The framing matters because Cursor had positioned Composer 2 using language around "continual pre-training," which created ambiguity about whether the model was trained from scratch. A straightforward disclosure—that Cursor took a world-class open-source model and improved it for a specific domain—would likely have drawn minimal pushback. Instead, the oblique positioning triggered skepticism across developer communities.
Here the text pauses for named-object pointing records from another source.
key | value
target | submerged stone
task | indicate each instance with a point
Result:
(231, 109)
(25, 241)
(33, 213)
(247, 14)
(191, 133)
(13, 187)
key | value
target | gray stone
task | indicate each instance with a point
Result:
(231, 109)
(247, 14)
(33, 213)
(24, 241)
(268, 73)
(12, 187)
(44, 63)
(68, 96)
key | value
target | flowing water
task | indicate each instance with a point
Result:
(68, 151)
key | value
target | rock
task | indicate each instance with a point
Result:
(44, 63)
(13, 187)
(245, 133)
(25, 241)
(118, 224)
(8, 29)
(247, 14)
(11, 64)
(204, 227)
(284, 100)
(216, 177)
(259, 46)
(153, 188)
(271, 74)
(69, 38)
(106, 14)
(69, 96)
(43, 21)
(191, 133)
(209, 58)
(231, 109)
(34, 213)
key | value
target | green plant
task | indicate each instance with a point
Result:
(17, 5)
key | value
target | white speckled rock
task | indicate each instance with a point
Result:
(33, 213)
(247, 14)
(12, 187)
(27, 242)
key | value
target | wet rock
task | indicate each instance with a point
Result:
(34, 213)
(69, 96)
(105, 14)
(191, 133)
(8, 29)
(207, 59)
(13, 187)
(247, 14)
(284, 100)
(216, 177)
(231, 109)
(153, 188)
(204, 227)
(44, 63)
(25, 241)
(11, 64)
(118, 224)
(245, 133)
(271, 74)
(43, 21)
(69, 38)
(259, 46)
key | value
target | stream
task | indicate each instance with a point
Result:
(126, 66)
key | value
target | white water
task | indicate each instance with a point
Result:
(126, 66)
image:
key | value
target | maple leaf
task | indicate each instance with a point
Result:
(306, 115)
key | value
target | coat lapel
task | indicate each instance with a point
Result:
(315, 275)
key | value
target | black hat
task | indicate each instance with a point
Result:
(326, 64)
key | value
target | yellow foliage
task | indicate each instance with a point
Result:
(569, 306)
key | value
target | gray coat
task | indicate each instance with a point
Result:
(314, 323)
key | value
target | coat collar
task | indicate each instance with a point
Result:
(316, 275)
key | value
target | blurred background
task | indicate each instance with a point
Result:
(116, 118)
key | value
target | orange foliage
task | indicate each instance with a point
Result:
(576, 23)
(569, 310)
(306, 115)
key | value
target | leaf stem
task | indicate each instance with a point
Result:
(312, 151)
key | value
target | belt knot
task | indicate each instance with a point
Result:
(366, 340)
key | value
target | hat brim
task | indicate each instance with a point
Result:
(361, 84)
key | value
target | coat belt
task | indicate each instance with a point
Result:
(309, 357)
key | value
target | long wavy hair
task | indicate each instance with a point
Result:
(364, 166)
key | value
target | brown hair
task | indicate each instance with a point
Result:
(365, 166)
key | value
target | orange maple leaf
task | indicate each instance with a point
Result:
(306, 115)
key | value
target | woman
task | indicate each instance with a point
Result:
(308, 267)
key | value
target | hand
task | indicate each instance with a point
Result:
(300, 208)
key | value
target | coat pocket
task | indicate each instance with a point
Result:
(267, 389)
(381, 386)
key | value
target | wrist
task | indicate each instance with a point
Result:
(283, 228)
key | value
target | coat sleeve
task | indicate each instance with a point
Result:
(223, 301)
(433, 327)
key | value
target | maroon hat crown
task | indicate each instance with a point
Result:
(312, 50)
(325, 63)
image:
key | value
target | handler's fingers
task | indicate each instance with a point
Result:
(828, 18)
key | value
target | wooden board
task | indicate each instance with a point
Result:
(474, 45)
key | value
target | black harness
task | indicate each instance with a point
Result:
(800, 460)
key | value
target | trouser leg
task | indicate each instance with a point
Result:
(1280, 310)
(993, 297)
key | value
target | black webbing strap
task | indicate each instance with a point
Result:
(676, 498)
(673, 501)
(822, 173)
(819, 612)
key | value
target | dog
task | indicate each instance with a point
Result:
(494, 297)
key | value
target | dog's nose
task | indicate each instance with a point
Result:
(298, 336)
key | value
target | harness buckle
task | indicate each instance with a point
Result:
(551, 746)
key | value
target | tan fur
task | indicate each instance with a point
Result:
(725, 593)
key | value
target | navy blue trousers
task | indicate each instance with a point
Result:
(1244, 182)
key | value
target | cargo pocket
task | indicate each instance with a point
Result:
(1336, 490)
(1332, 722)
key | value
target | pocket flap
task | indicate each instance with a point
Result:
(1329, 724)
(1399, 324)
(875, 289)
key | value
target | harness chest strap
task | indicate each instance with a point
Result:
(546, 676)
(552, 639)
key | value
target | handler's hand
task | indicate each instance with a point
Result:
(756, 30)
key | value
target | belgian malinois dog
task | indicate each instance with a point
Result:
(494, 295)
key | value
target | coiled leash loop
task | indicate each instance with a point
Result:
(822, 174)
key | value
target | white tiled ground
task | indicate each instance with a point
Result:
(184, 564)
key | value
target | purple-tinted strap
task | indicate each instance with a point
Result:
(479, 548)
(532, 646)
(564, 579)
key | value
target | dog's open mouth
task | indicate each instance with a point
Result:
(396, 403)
The technical strategy itself is defensible. RL fine-tuning on open-source bases is a standard and effective approach across the industry; Anthropic-trained Claude models have been similarly fine-tuned by Chinese open-source labs, and the method allows targeted optimization on narrow tasks like coding without the full cost of pretraining. Cursor's reported performance gains on SWE Bench Multilingual (1%) and Terminal Bench 2.0 (21%) reflect this trade-off: modest improvements relative to the compute invested, tailored specifically to coding workflows.

Licensing compliance remains an open question. Cursor claims to be following license terms through its inference partner, and the full disclosure may already exist in the model card or terms of service without having been widely read. No concrete licensing violation has been documented.

The core tension is reputational rather than strategic. The company executed a sensible engineering decision but presented it in a way that invited the opposite interpretation, generating unnecessary criticism. Despite the surrounding noise, Cursor's business metrics—growth in ARR and continued user expansion—remain the actual measure of competitive viability.